Il arrive fréquemment que les femmes doivent subir plusieurs traitements sans que ceux-ci aboutissent. Un grand nombre d'entre elles traversent une crise existentielle lorsqu'elles n'arrivent pas à réaliser leur désir d'enfant. Les centres de procréation médicalement assistée ont-ils pour habitude de proposer un soutien psychologique à ces femmes ? Dès leur première visite, nous proposons à tous les couples qui viennent consulter de rencontrer un psychologue spécialement formé. On dit souvent que nous négligeons le suivi psychologique, mais nous avons constaté avec les psychologues que les couples ne se rendent souvent pas aux consultations même s'ils demandent souvent à en bénéficier.
Moins de cinq pour cent des couples donnent suite au suivi psychologique qui leur est proposé. Les patients souffrant de stérilité ne sont pas les seuls à devoir surmonter de grandes appréhensions face au traitement psychologique. Les patients craignent souvent que le psychologue essaie de les convaincre de ne pas avoir d'enfant, ou qu'il veuille les influencer. Nous essayons de les informer et de les tranquilliser, afin qu'ils comprennent bien qu'il n'est pas question d'essayer de les convaincre de ne pas avoir d'enfant ou de ne pas suivre de traitement pour une fécondation in vitro. Les psychologues ne sont pas opposés à ces traitements. L'objectif premier d'un suivi psychologique - il ne s'agit pas nécessairement d'une psychothérapie - est d'abord d'envisager la question sous un autre angle, mais surtout de soulager un peu les tensions.

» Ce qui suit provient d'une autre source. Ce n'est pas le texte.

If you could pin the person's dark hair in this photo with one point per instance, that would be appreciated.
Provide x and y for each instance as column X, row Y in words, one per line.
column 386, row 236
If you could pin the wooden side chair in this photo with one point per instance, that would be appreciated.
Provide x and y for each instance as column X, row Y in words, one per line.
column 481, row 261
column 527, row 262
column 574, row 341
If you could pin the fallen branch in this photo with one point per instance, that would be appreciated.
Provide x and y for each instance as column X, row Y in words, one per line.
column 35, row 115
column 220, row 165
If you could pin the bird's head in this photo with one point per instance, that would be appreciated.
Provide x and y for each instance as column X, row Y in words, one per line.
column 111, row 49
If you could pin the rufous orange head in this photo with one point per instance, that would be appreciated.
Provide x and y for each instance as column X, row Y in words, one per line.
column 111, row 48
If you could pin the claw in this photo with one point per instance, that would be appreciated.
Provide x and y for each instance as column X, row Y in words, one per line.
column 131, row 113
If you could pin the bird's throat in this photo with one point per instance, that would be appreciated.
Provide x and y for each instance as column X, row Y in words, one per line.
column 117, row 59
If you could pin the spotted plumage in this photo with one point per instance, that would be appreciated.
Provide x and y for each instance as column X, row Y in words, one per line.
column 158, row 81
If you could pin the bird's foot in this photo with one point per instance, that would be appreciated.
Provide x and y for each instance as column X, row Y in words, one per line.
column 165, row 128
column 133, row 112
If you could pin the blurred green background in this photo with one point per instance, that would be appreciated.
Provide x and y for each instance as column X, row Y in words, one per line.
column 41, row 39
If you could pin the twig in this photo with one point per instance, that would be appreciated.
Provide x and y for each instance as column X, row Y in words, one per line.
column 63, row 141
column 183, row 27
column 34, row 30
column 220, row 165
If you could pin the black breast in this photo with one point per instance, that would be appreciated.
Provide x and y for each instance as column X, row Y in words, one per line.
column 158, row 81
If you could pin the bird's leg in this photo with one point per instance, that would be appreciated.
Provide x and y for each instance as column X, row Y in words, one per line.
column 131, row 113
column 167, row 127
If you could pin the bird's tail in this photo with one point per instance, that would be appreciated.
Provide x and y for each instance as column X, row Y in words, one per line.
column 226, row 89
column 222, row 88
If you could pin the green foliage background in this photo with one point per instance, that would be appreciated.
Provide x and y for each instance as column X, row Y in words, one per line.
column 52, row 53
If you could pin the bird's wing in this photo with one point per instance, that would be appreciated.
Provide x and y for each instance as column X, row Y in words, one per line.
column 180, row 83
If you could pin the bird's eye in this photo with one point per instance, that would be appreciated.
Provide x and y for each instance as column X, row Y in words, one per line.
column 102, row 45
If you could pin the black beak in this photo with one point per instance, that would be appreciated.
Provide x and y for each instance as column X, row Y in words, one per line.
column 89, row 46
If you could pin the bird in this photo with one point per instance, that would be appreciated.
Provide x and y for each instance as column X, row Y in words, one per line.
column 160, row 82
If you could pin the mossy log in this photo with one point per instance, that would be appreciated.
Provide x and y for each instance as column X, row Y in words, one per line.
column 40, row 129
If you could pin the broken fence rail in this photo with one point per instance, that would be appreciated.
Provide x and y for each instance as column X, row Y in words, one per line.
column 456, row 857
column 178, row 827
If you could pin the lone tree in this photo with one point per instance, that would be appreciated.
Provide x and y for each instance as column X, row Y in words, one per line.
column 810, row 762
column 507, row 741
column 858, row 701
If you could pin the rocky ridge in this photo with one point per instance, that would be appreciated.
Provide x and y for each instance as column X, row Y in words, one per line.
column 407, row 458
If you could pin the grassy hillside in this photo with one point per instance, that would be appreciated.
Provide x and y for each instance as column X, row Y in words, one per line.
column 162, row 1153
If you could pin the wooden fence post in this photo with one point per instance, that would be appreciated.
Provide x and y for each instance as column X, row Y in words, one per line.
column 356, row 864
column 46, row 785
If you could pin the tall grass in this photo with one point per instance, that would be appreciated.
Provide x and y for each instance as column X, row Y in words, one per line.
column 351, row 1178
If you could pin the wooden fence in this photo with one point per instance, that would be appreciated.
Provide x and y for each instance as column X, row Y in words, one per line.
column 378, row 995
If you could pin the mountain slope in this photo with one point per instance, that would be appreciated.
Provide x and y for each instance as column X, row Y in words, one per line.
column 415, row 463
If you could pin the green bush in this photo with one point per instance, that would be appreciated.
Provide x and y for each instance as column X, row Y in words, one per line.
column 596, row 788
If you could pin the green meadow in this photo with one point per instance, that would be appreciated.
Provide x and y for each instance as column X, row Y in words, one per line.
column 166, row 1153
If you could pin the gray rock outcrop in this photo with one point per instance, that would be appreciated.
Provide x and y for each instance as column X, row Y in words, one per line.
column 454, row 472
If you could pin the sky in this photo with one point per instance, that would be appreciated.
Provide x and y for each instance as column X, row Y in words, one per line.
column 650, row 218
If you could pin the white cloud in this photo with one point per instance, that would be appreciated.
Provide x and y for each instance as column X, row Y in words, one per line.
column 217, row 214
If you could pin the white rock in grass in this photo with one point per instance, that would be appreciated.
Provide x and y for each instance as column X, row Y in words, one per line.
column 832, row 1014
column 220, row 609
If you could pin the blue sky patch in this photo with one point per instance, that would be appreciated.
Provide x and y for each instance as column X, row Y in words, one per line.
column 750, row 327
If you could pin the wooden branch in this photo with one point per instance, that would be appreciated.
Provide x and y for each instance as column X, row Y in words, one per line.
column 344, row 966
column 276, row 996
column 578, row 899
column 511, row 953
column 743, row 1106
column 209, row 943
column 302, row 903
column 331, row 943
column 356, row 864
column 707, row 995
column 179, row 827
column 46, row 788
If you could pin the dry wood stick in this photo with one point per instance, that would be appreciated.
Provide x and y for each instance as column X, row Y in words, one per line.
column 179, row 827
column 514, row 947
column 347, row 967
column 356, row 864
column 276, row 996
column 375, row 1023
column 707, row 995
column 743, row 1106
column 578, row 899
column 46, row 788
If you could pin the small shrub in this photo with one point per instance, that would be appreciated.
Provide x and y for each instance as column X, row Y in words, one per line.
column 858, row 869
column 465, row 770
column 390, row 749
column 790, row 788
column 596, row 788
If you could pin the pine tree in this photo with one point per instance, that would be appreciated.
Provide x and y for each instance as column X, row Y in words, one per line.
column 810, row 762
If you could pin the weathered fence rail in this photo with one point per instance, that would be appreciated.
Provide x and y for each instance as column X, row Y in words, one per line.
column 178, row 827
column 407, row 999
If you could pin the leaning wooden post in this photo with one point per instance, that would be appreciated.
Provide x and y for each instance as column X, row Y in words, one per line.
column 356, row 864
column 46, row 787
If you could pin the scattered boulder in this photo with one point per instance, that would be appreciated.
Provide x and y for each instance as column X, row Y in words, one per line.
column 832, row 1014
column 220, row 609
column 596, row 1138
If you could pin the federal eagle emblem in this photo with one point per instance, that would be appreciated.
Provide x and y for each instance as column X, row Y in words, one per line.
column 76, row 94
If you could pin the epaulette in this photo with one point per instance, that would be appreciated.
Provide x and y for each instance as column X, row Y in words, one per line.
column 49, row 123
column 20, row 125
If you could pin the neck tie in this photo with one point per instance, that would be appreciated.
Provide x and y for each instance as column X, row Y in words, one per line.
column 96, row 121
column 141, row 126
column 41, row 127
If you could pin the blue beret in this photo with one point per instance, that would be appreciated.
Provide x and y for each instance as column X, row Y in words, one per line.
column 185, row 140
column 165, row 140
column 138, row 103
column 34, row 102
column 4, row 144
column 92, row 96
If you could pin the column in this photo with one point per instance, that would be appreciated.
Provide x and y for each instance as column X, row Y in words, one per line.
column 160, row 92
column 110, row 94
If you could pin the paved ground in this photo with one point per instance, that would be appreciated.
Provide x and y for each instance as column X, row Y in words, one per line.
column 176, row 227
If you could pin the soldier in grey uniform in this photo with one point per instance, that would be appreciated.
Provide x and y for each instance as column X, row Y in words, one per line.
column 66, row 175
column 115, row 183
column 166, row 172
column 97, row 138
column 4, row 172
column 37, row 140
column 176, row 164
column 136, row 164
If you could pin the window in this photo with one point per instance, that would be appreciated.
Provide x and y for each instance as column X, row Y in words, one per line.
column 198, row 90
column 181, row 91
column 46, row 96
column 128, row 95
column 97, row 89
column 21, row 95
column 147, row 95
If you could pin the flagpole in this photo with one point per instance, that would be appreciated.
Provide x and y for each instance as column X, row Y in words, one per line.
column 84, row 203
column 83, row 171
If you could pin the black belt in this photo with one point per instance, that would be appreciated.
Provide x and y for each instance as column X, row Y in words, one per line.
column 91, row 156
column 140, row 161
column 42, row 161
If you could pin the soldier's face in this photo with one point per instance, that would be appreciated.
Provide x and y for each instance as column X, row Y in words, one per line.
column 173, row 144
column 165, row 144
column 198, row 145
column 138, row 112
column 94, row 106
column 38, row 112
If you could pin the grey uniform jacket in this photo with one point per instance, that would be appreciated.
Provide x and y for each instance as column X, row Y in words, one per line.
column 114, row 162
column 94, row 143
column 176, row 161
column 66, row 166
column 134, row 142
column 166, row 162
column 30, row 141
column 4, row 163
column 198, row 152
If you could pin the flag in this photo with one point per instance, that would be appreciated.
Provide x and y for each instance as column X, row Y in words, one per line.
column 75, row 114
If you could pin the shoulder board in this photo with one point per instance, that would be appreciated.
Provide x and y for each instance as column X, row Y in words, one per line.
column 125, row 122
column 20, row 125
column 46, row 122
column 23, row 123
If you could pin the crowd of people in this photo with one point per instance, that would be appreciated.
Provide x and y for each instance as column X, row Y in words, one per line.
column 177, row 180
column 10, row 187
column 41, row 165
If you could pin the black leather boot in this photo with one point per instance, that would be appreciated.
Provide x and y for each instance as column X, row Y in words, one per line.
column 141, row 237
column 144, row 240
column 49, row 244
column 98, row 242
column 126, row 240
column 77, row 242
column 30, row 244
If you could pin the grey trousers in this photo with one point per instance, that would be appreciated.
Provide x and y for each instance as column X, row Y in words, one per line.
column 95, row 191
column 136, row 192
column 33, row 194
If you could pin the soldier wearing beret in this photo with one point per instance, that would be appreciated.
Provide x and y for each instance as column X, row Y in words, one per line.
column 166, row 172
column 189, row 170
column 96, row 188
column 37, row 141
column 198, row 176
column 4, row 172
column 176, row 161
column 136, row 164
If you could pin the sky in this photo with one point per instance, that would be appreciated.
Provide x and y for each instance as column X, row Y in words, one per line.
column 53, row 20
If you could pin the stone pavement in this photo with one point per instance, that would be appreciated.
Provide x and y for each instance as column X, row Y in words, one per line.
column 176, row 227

A votre avis, quels sont les aspects de la stérilité féminine dont on ne parle pas suffisamment en public ? Je pense qu'on ne souligne pas suffisamment l'importance de l'orthogénie. Lorsqu'on parle de planning familial, il faut bien comprendre que si les couples pratiquent une contraception et qu'ils s'arrêtent lorsque ils ont construit leur maison et que la chambre d'enfants est prête, l'enfant ne va pas nécessairement naître tout de suite. Les choses ne se déroulent malheureusement pas ainsi. On sous-entend souvent que c'est possible, et que compte tenu des possibilités actuelles, on peut planifier un enfant lorsque le moment paraît le plus favorable. Mais la nature est rétive : lorsque les couples ne viennent consulter que lorsque la femme approche de la quarantaine, voire même plus, la procréation médicalement assistée est pratiquement vouée à l'échec. C'est un véritable problème, et nous avons l'impression qu'un grand nombre de médecins n'en sont pas conscients. Ils pensent pouvoir envoyer une femme qui a 43 ans dans un centre de procréation assistée et que le traitement aboutira. Or, les femmes ne devraient souvent même plus venir consulter à cet âge.
Jusqu'à quel âge une femme qui souhaite avoir un enfant doit-elle essayer de tomber enceinte ? L'horloge biologique tourne de plus en plus vite lorsque la femme est âgée de 35 ans ou plus. Les chances d'avoir un enfant chutent nettement entre 35 et 40 ans, et de façon spectaculaire entre 40 et 45 ans.